Using procedures pioneered by the hair loss industry for balding men, surgeons are using “plug and sew” techniques to give women long, sweeping lashes once achieved only by glued on extensions and thick lashings of mascara.
And just like human hair — for that is the origin — these lashes just keep on growing.
“Longer, thicker lashes are an ubiquitous sign of beauty. Eyelash transplantation does for the eyes what breast augmentation does for the figure,” said Dr Alan Bauman, a leading proponent of eyelash transplants.
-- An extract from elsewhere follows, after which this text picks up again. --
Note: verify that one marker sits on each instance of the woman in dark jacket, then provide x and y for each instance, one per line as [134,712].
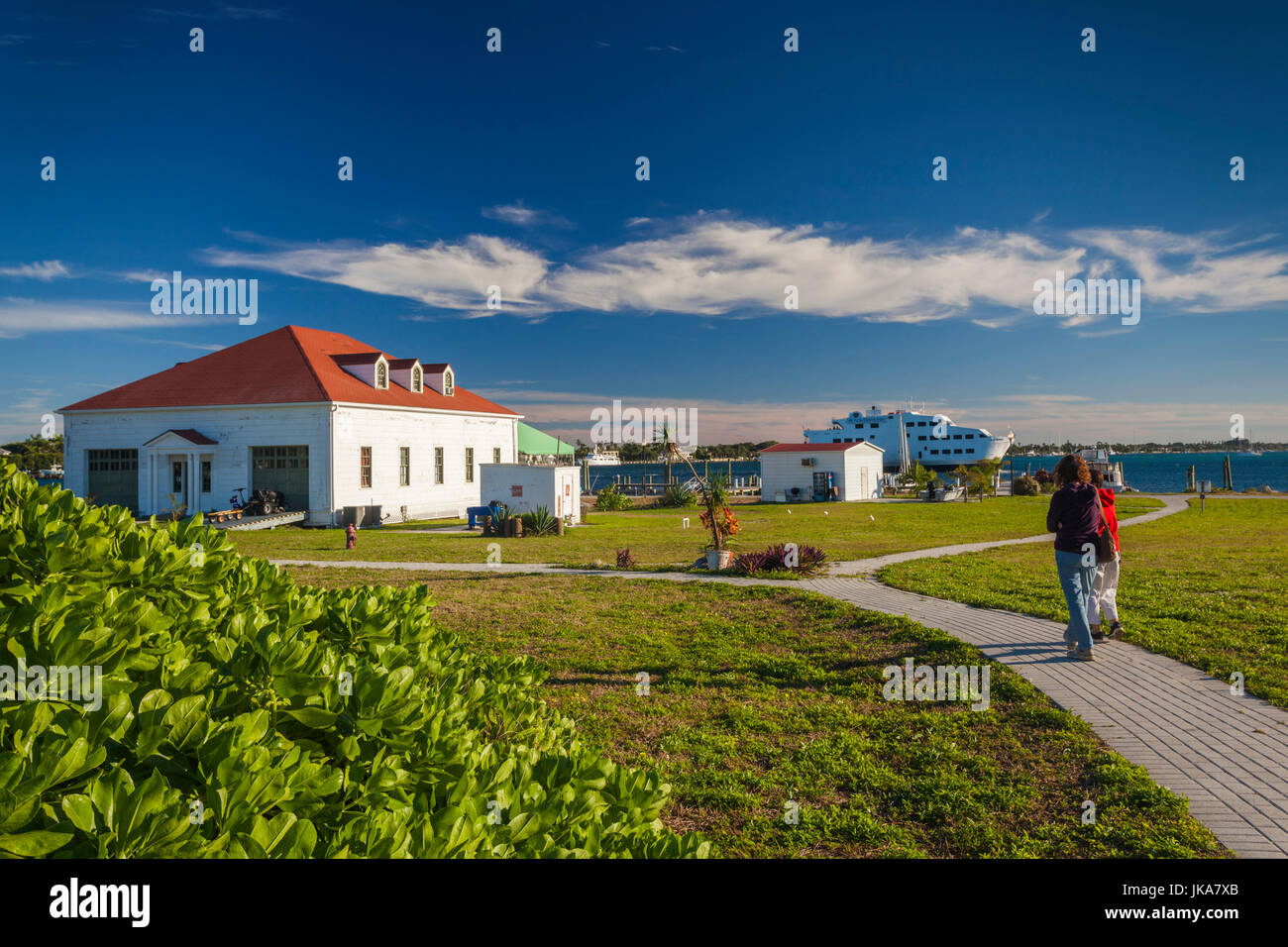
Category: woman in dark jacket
[1074,518]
“This is a brand new procedure for the general public (and) it is going to explode,” Bauman told Reuters during what was billed as the world’s first live eyelash surgery workshop for about 40 surgeons from around the world.
Under the procedure, a small incision is made at the back of the scalp to remove 30 or 40 hair follicles which are carefully sewn one by one onto the patient’s eyelids. Only light sedation and local anaesthetics are used and the cost is around $3,000 an eye.
The technique was first confined to patients who had suffered burns or congenital malformations of the eye. But word spread and about 80 per cent are now done for cosmetic reasons.
For many women, eyelash surgery is simply an extra item on the vast nip tuck menu that has lost its old taboos.
Over 10 million cosmetic procedures — from tummy tucks to botox — were performed in the US in 2005, according to the American Society of Plastic Surgeons, a 38 per cent increase over the year 2000.